Нынче у Морозова погибло пятеро. Немного… Порадовался бы воевода этому, да разве на похоронах радуются?!
Саженей за сто до могилы, вырытой в поле, за станом, Морозов спешился и эти сто саженей прошел пешком. У могилы понуро стояли десятка два ратников да с десяток посошных, которые рыли могилу и должны были ее засыпать. В неярком свете небольшого костра тускло поблескивали промерзлым тесом пять грубых, тяжелых гробов. Морозов остановился перед ближним, снял шлем…
— Со святыми упокой!.. — дрожащим от мороза голосом пропел полковой поп, заканчивая короткий молебен, размашисто осенил все гробы крестом и быстро спрятал руки в меховые рукавицы. — Поскорбим, чада мои, и порадуемся, — приклацывая зубами, сказал он, — ибо они изведали свой предел, чего не дано живым!
Посошники принялись заколачивать гробы. Кто-то тоскливо и зло сказал:
— Как жить ни тошно, а помирать тошней. Живот один толико бог дает, а отымат его всяк гад!

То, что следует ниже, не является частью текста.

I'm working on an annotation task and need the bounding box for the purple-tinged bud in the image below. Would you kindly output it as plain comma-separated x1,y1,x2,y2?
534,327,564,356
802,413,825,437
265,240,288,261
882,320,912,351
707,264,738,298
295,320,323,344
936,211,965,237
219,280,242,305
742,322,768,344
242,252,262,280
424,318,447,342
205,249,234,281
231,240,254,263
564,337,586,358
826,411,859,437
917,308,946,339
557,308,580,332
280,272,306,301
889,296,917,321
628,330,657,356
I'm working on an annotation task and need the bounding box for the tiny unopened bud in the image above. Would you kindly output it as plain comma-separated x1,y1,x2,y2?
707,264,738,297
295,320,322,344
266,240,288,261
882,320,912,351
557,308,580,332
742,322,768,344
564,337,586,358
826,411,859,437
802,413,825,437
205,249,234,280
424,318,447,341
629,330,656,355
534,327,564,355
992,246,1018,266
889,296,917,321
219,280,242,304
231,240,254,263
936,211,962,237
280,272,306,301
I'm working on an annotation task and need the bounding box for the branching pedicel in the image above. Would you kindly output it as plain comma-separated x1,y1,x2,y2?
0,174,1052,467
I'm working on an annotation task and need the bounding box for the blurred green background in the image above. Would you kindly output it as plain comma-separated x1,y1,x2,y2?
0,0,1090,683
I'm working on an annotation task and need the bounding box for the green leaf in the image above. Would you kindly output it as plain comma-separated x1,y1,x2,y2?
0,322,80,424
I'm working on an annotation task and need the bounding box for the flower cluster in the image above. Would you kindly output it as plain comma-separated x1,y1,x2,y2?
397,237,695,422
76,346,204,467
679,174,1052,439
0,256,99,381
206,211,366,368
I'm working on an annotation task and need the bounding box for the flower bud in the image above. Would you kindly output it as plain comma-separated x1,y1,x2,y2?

— Се верноть!.. — еще тоскливей, со вздохом поддержал его другой. — Жисть надокучила, а и со смертью не обыкнешься.
— Эка, затянули! — озлобился один из заколачивающих гробы посошников. — Како бабы!.. Не на живот рожаемся — на смерть!
— На смерть-то на смерть, да каждый норовит подоле с ней не стыкаться.
— Норовит?! — с прежней злостью сказал все тот же посошник. — А судьба — она идеже? Она, что ль, в хлеву у тя на ужах 90 привязана? Она в кажный час на загривке сидит! Кого поторопней с ней стакнет, а кого намурыжит — сам кликать ее починает!
— На войне смерть хороша — расплохом берет, — спокойно и рассудительно сказал еще кто-то. — Пошто кручиниться, что сгинул в поле? Паче в поле, неже в бабьем подоле!
— Ин доброе слово речено, — вымолвил поп. — И по-мужецки, и по-ратницки! И воеводскому слуху селико приямо! Смерть на поле брани освящена богом, чада мои! Врата рая отверзны погиблым!
Когда поднесли крышку к последнему гробу, около которого стоял Морозов, воевода, до сих пор неотрывно смотревший в темноту, заглянул в гроб и узнал Тишку, убитого утром на его глазах. «Про меня вся Расея ведает», — вспомнил он его добродушную похвальбу и тихо сказал: — Пухом тебе земля, Тихон.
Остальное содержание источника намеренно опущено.